Have we ever seen the type of major disasters included in the analysis?

Yes we did, for example the Indian Ocean tsunami of 2004, the Japan earthquake/tsunami of 2011, and the Haiti earthquake of 2010 which hit and seriously damaged the capital city of Port-au-Prince. Other examples further back are Yangtse River Flood (1931), the Bhola Cyclone in Bangladesh 1970, or the Tangshan earthquake 1976 with hundred thousand of fatalities.

How frequently do we expect such events to occur?

We took a look at the really large natural disaster events. From the perspective of a single metropolitan area, these events are rare, i.e. they happen no more than every few hundred years. Globally speaking, however, such events are expected to happen every few years. These are events where protection measures typically fail because the force of the disaster exceeds the impact anticipated.
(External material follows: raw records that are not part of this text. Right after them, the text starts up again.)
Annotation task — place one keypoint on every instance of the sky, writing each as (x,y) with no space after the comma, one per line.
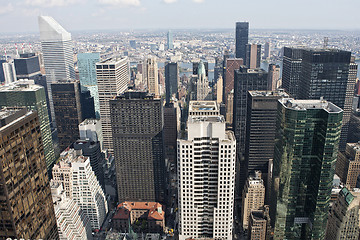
(17,16)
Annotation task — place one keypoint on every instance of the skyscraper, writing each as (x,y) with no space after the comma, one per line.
(171,79)
(334,81)
(196,68)
(137,127)
(170,44)
(56,45)
(259,224)
(306,146)
(267,51)
(253,55)
(27,66)
(245,80)
(67,109)
(232,64)
(2,77)
(27,210)
(26,94)
(87,74)
(9,72)
(206,175)
(291,71)
(72,222)
(241,39)
(91,129)
(92,150)
(201,83)
(152,76)
(260,129)
(273,76)
(219,89)
(74,172)
(343,222)
(170,131)
(113,77)
(253,197)
(328,73)
(348,165)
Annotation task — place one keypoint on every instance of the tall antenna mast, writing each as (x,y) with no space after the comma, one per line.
(326,42)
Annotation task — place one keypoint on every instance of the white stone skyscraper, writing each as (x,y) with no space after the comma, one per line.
(152,76)
(9,72)
(202,84)
(113,77)
(80,183)
(56,45)
(206,175)
(72,222)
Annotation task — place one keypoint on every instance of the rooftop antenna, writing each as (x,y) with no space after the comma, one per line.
(326,42)
(17,52)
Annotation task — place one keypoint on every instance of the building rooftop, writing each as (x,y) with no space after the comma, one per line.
(291,103)
(23,85)
(69,156)
(89,122)
(112,60)
(212,119)
(203,106)
(10,115)
(51,30)
(156,211)
(278,93)
(258,215)
(135,95)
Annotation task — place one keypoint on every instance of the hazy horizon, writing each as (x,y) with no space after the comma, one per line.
(20,16)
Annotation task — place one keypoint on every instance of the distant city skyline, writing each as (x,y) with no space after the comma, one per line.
(74,15)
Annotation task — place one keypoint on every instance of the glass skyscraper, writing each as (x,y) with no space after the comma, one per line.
(87,74)
(170,44)
(306,148)
(241,39)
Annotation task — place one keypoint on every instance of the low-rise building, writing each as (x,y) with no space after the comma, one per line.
(149,215)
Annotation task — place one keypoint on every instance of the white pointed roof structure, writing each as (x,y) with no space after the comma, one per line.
(51,30)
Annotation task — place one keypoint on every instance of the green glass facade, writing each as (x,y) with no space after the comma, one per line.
(33,97)
(306,148)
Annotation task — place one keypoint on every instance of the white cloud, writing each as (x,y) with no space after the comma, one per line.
(51,3)
(169,1)
(135,3)
(6,9)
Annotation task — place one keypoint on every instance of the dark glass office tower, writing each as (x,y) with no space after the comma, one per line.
(327,73)
(27,210)
(2,76)
(87,105)
(27,66)
(241,39)
(306,148)
(253,56)
(171,79)
(245,80)
(137,127)
(67,108)
(260,129)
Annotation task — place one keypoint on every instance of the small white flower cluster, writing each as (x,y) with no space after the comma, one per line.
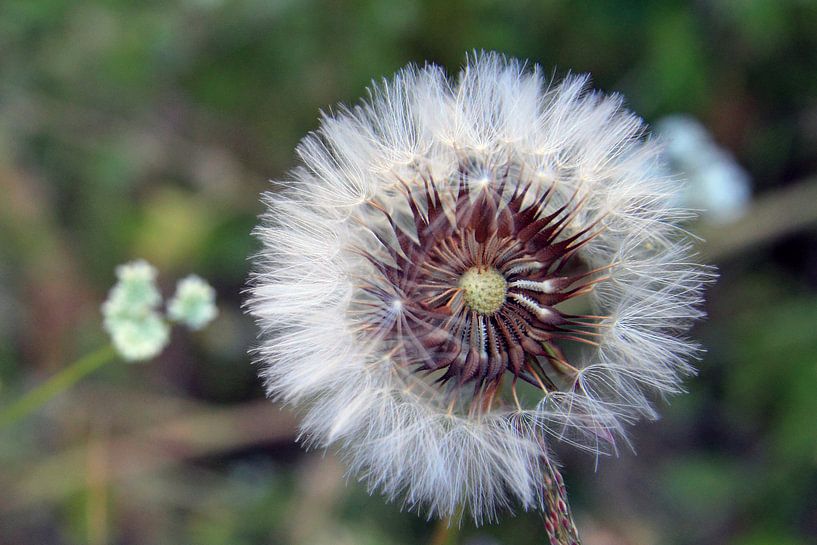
(716,183)
(194,303)
(342,335)
(132,314)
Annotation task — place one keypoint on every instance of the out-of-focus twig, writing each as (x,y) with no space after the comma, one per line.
(205,432)
(780,213)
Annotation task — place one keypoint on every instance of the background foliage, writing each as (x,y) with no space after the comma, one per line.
(148,129)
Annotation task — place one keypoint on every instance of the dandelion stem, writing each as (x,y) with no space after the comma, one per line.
(55,385)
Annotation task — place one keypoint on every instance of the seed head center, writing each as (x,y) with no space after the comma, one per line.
(483,290)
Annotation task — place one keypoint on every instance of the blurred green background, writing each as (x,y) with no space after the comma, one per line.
(148,129)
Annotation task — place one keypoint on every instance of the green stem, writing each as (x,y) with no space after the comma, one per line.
(57,384)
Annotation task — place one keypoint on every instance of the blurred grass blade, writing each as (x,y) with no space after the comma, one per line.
(57,384)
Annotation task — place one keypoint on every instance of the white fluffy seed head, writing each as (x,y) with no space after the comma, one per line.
(339,325)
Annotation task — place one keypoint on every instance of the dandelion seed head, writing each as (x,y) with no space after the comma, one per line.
(462,270)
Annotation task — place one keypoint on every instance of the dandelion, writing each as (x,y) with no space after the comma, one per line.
(461,271)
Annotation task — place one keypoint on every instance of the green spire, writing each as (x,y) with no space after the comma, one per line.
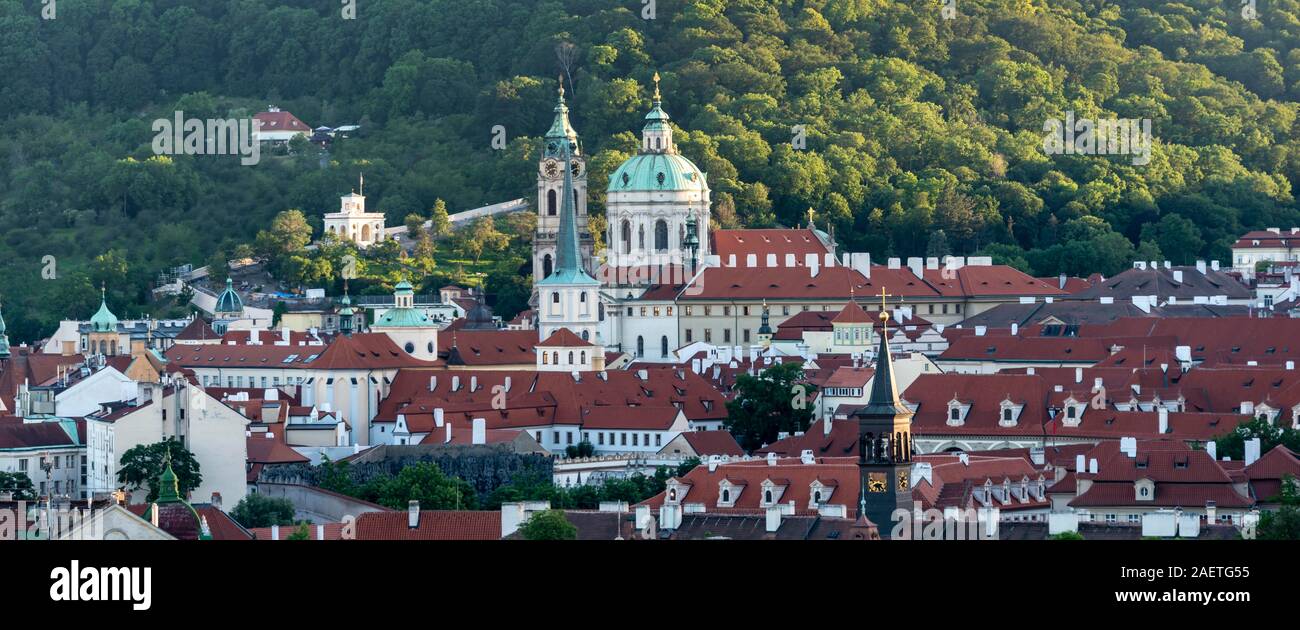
(103,320)
(4,338)
(229,300)
(169,490)
(568,265)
Who is our target audience?

First and foremost, the study is aimed at informing all relevant decision makers who are involved in urban (resilience) planning such as city/local authorities. It is also targeted to commercial businesses and insurance companies active in this field; to individuals and home owners; as well as to international/regional development banks who focus on financing developing economies.

What insurance products are available and relevant for our clients?

Swiss Re offers a wide range of products for a variety of risks that could affect urban areas. Here are a few examples in the context of city resilience:

  • Standard fire and allied perils insurance is often insured by a local insurance company where Swiss Re offers reinsurance coverage to mitigate peak losses.
  • For public sector clients and local authorities, this could include covers for damage to property and infrastructure caused by earthquakes, flood, or fires.
  • For corporate clients tailor-made coverage with various structures is offered.
  • Furthermore, we provide covers for cancelled large social or sporting events, which are held regularly in cities.